The Strange (2023, Simon & Schuster Books For Young Readers) 3 stars

1931, New Galveston , Mars: Fourteen-year-old Anabelle Crisp sets off through the wastelands of the …

The Strange

3 stars

The author's notes of this book pitch it as Ray Bradbury's The Martian Chronicles meets True Grit, which I think is quite accurate. If I had to sum up the premise, it's "shitty teen blackmails local fuckup to help her recover a stolen recording of her mother through a journey across a desert filled with weird horror".
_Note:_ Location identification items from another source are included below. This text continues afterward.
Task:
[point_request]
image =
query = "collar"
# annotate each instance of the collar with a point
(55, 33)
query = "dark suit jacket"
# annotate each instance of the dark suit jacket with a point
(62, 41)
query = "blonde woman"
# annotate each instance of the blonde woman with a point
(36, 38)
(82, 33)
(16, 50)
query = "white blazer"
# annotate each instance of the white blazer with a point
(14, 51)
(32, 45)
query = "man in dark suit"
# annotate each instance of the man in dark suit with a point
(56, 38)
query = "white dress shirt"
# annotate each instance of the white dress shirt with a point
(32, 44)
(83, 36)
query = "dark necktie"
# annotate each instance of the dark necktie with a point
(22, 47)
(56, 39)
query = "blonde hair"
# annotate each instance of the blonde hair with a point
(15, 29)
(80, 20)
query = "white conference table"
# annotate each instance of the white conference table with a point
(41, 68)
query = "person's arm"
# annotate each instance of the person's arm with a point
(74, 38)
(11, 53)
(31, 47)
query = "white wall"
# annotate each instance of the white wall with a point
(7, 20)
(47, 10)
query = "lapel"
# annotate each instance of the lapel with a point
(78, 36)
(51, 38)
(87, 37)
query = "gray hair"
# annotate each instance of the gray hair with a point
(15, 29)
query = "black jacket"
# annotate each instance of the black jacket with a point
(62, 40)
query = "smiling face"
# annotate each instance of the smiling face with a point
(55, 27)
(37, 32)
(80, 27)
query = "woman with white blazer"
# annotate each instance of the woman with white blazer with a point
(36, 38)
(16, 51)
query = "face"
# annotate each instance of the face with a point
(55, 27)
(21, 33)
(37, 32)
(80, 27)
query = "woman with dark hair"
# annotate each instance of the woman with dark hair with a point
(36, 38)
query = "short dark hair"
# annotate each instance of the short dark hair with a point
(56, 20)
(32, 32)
The Mars of this book feels very much like an extension of the American west. Here, the first Mars landing was in 1864, there's some wars with Germans over territory (a WW1 analog?), and folks are mining and settling Mars when this book takes place in 1931. This book doesn't concern itself with things like breathable atmosphere or domes, and instead is much more vibes-based about Martian dirt. When a spacesuit does show up it's a classic horror element rather than anything about breathable air. (In some ways this retro future conceit reminds me of Malka Older's The Mimicking of Known Successes where despite being a space city on Jupiter, it feels like a direct extension of Sherlock's foggy London.)

I enjoyed this even as I found the protagonist Annabelle a bit insufferable, and the vibes-based space science a little hard to wrap my brain around. I particularly enjoyed the horror elements (ghost gardens! angry war machines! possessed space suit!) and the retro robots whose programming is on physical cylinders that are inserted and removed from them. I also love a good abandoned colony story too.